Le conseil constitutionnel a jugé jeudi 8 février que le fait de réserver aux seuls Français le droit à indemnisation pour les victimes de violences pendant la guerre d’Algérie était inconstitutionnel.

Qu’a décidé le conseil constitutionnel ?

Abdelkader K., un Algérien de 68 ans, n’avait que huit ans en 1958 au beau milieu de la guerre d’Algérie lorsqu’il a été blessé par balles à l’abdomen lors d’un attentat perpétré à Mascara, à cent kilomètres au sud-est d’Oran. Soixante ans après les faits, Abdelkader K. vient d’obtenir droit à indemnisation pour le préjudice subi.

En novembre dernier, son avocate Jennifer Cambla avait saisi le conseil constitutionnel d’une question prioritaire de constitutionnalité portant sur l’article 13 de la loi du 31 juillet 1963. Celui-ci avait créé un régime d’indemnisation des personnes de nationalité française victimes de dommages physiques du fait d’attentat ou de tout autre acte de violence perpétré sur le sol algérien entre le 31 octobre 1954 et le 29 septembre 1962.

 

Le conseil constitutionnel a censuré, dans sa décision du 8 février, les mots « de nationalité française », jugés « contraires à la Constitution » car ils méconnaissent le principe d’égalité devant la loi. Car à l’époque des faits, l’Algérie était un territoire français.

Me Cambla avait obtenu une première victoire en mars 2016 devant le conseil constitutionnel pour une victime blessée par balle qui s’était vu refuser une indemnisation parce qu’elle avait obtenu la nationalité française après la promulgation de la loi de 1963. Celle-ci bénéficie dorénavant d’une pension mensuelle de 150 €.
Quelles sont les conséquences de cette décision ?

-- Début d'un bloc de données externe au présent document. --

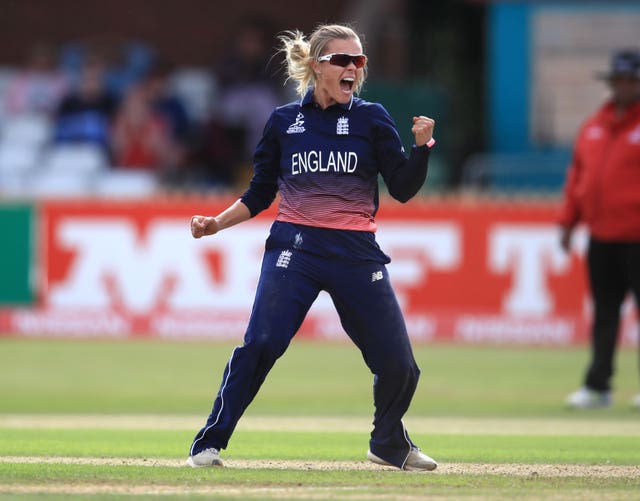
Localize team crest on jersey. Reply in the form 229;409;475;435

« Ces pensions concernent toutes les victimes de violences durant la guerre, mais aussi leurs ayants droit, et donc les conjoints et les enfants des victimes décédées, précise Me Cambla. Elles sont octroyées par le ministère de la défense, avec une rétroactivité de cinq ans, après expertise médicale du taux d’invalidité de la victime ». Sous réserve que celle-ci puisse apporter les preuves du préjudice subi et qu’elle n’ait pas participé à des actes de violence ou n’ait pas incité à les commettre. « Cela va être bien difficile à déterminer », relève l’historienne Raphaëlle Branche.

 

« La décision de la cour chamboule la philosophie de l’époque, poursuit l’historienne. La loi de 1963 se souciait essentiellement de prendre en charge les rapatriés y compris ceux qui ont été victimes pendant la microguerre civile algérienne entre l’indépendance de l’Algérie le 3 juillet 1962 et la formation du gouvernement algérien le 29 septembre, période pendant laquelle la France n’est plus souveraine en Algérie. »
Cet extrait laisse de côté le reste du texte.